Can any of those familiar with snake hunting comment on this approach please? :confused:
 
What kind of python are we talking about here? Burmese? Lower Chi River python? I have to say, going after a python with a firearm is, well, less than sporting. When I'm out on my annual python/cobra hunts, I use a combination Kabar-blow gun approach.
 
"What's the best rifle for hunting a 12-foot long boa constrictor?"

Use a mongoose. Seriously though I would think a machete is plenty. If you don't want to get that close a shotgun will do the job. Do it clean and neat if you can. Lop off the head and give the rest to someone who will use the skins and eat the meat.
 
Like the guy from Homestead said... they can move pretty fast...

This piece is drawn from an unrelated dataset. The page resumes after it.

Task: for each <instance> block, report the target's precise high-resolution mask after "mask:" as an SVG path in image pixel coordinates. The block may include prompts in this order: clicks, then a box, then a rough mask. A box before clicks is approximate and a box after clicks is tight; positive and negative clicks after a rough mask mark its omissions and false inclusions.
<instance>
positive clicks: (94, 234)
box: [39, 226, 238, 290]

They also have one other trait that makes actively hunting them in warm weather not much fun at all... Biologists that study them (the Park is probably going to study them until we're all up to our butts in pythons... but that's just my personal opinion...) tell me that the darned critters will coil up loosely on wet/dry plains right out in the open. The problem is that even a big one blends in so completely with its surroundings that you almost have to step on one to find them -when they're not moving...

For the fellow that says there's a bounty on them... Please name the agency and how much they're paying per snake (and do they want them alive or dead -dead would be my preference). While you're at it, if there is a bounty... I'll be astonished if Everglades National Park participates or would even allow that sort of activity (and there's lots of gladesrunners that are very capable of bringing in bags full of the things when it's cold).

Unlike all the popular speculation about snakes eating your pets... the real problem is how badly the things affect any local predator population. They're taking the food bobcats, foxes, hawks, and eagles need to prosper. Not enough food and their babies don't survive... I think things in the Flamingo area are in really bad shape (that's where many python are sighted most days...).